By the way, I didn’t spend a lot of time visiting with my friend in Portland. Instead, I ate when I was hungry and slept when I was tired. The rest of the time I wrote like a fiend—composing 30,000 words in long hand over a five-day period. The story was constructed in my head. All I needed to find was the right point of view from which to tell it. A few months later, when I did buy a computer, I never bothered going back to that handwritten document. The story was all right there in my head.
At the time, I was under the impression that I was was writing a stand-alone book. Avon Books thought otherwise and purchased the manuscript as the first in a series. When it came time to write book number two, I made a conscious decision that, unlike John D. McDonald’s Travis MaGee, Beau would age over time. He would learn things along the way. Events that occurred in one book would continue to impact his life in later books, and that’s certainly the case with Nothing to Lose.
Beau’s partner, Sue Danielson, perished tragically at the hands of an abusive husband in Breach of Duty, Beaumont #14. Her death was a watershed moment in Beau’s life, one that haunts him still. It’s what compelled him to pull the plug on his career as a homicide cop for Seattle PD and put him on a path that sent him in an entirely new direction. Beau has mellowed some over the course of the past forty years. He’s a bit older and wiser now, and I like to think I am, too.

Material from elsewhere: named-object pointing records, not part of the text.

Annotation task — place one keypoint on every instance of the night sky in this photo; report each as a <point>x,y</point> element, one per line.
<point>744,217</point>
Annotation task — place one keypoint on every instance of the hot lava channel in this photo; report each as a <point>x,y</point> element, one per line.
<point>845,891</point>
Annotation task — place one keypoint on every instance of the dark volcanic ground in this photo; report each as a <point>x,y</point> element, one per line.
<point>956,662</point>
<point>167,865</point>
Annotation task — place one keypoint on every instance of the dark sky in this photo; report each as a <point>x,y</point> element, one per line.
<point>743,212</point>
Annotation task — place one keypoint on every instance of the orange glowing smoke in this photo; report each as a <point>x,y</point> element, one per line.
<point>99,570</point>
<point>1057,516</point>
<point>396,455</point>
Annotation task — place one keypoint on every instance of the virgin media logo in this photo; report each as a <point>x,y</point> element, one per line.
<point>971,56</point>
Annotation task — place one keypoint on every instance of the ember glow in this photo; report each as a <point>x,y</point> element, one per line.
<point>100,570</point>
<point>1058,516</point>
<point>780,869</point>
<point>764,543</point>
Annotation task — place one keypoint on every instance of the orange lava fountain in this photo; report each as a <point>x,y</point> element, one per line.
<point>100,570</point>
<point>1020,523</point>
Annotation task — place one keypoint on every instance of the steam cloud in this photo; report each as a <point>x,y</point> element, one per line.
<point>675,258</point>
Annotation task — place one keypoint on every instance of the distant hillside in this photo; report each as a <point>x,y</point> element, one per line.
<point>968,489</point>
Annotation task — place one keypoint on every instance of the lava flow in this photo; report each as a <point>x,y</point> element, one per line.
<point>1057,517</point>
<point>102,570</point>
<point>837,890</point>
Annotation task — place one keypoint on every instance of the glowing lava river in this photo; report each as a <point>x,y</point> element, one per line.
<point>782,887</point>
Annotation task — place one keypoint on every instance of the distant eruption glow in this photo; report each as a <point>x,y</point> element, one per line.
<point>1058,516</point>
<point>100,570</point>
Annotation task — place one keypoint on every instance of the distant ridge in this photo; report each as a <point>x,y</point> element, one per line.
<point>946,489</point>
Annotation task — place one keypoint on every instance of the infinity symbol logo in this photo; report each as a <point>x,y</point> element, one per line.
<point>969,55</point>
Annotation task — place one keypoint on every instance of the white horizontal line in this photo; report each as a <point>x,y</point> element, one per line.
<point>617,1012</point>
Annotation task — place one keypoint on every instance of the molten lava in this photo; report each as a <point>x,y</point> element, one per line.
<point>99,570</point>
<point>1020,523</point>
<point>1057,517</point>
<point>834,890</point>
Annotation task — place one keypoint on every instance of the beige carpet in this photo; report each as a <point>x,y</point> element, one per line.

If you look at the book tour schedule, you’ll find it’s a lot more limited than it used to be. That’s due in part to the pandemic, but it also has to do with the the fact that I’m in my mid-seventies. This old girl just ain’t what she used to be in terms of energy for traveling and doing appearances. If you want an autographed book, please contact one of the bookstores where I’ll be doing in-person events and order your book from there.
I’m definitely looking forward to attending the Tucson Festival of Books. I was saddened when it fell victim to Covid last year, and I’m glad that the festival is back on track for 2022.
Let’s make it a great year for all of us.